Jones, who in addition to his work with the Giants coaching staff had also planned to do additional work with Cutcliffe, has since been working out with a former Duke football player, Anthony Boone, who played for Cutcliffe at Duke and who has picked up in his tutoring of the young signal-caller where Cutcliffe left off.

“We talked through and worked through with Coach Cut early on this off-season, trying to try and work on ball security, trying to be mindful of that,” Jones said of his work done with Boone. “I'm also working on a number of other things and trying to get better in every area I can.”
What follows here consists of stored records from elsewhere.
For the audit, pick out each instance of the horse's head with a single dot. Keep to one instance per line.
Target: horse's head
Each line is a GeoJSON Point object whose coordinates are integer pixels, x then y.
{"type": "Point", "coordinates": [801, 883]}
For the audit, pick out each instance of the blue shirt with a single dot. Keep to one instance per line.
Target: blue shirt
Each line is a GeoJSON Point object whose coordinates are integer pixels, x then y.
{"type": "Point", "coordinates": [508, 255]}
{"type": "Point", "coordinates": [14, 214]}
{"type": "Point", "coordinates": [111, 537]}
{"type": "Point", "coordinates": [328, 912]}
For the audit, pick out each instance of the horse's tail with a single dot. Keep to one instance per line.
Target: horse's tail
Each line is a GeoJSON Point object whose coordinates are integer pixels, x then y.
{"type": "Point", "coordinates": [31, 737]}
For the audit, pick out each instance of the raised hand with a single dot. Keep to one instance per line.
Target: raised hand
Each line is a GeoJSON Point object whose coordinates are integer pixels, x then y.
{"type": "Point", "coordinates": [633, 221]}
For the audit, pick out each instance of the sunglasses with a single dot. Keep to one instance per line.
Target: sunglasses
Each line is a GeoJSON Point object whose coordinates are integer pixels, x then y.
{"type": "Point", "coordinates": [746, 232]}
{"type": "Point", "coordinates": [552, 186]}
The workouts have been the easy part. Learning the Giants' new offense being installed by offensive coordinator Jason Garrett, which head coach joe Judge said was different than what the Giants ran last year under Pat Shurmur and Mike Shula, has been a little more challenging than usual.

“I’m trying to adjust to what we're having to do, trying to learn this new system as well as I can pick it up as quick as I can and as efficient as I can,” Jones said, adding that Garrett's system is in no way similar to what the Giants ran last year under Pat Shurmur and Mike Shula.

One of the biggest adjustments for Jones to pick up in the new offense has been the level of detail.

“You can tell (Garrett) is a guy who wants—not just the quarterbacks but, but every position—to understand why we're doing things, the purpose behind them, behind each play, each concept and the details that go into that,” Jones said.

Ultimately, Jones, like everyone else in the NFL, is hoping that pandemic-related restrictions ease so that the critical on-field work can resume, even if it’s before teams are scheduled to report to training camp.

“Yeah, we'd certainly like to get together at some point if we can. I think you know, it's tough right now, but we're trying to hopefully work to that at some point,” he said.

“But obviously everyone's dealing with, with this pandemic right now, we're all trying to find ways to, to work and to improve you know, on our own. So when we do get together, make the most of it.”